I palinsesti tra Adrian, Casa Totti e la serie di Matteo Renzi

Tra le novità autunnali di Canale 5, Simona Ventura condurrà Temptation Island Vip, mentre Paolo Bonolis sarà al timone di una rinnovata edizione di Scherzi a parte. Sono inoltre state annunciate due serate con Enrico Brignano, mentre sono confermati il Grande Fratello Vip condotto da Ilaty Blasi e Alfonso Signorini e l’Isola dei famosi in primavera. In autunno Italia 1 ospiterà gli one man show di Andrea Pucci, Pintus, Maurizio Battista, mentre Le Iene saranno protagoniste di due prime time a settimana. L’ironia della Gialappa’s sarà quindi al centro di un nuovo programma in 6 puntate, mentre in primavera sarà la volta di nuova edizione di Colorado.

 “Adrian”, il cartone animato di Adriano Celentano annunciato ai palinsesti dello scorso anno ma ancora non andato in onda, «ci sarà. D’altronde Celentano è Celentano, e Adrian è il progetto di una vita. Noi abbiamo fretta. Anzi, siamo stati noi a chidere di non trasmettere la prima parte in autunno ma di spostarlo in avanti per proporlo tutto in un’unica stagione. La prossima primavera comuqnue dovrebbe andare in onda»

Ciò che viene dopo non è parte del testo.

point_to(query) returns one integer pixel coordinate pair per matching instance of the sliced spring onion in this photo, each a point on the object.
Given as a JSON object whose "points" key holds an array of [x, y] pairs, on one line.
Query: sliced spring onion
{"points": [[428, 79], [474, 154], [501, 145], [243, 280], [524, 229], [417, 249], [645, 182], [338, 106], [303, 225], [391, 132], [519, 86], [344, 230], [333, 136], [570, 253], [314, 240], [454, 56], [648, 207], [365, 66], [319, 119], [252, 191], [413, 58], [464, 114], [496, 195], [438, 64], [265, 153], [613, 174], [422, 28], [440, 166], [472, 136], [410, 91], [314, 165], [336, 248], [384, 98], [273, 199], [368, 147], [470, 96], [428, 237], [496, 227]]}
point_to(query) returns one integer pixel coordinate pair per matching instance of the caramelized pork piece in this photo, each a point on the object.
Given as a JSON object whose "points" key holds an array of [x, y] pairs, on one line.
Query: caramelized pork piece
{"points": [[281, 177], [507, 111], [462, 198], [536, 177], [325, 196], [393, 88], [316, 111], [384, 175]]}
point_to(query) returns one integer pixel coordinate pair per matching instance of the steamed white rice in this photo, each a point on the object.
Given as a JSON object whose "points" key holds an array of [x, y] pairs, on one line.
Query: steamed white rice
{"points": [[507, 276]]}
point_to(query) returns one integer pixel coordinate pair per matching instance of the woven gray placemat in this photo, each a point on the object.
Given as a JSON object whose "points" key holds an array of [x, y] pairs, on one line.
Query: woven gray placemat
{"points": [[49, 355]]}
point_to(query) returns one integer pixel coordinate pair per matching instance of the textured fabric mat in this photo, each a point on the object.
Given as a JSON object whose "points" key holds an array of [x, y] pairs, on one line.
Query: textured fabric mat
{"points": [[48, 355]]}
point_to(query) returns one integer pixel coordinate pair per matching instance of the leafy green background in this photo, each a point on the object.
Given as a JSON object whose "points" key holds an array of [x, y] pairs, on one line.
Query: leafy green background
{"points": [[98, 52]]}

Berlusconi conferma l’interesse sia per il progetto di “Casa Totti”, «l’ho scoperto anch’io sui giornali, sarebbe fantastico poterlo mandare in onda, l’ho sempre detto», sia per il progetto di Matteo Renzi di una serie di documentari sulla storia di Firenze. «L’agente Lucio Presta ci ha contattato per parlarcene. Dobbiamo capire che tipo di prodotto sarà, ma di certo siamo interessati».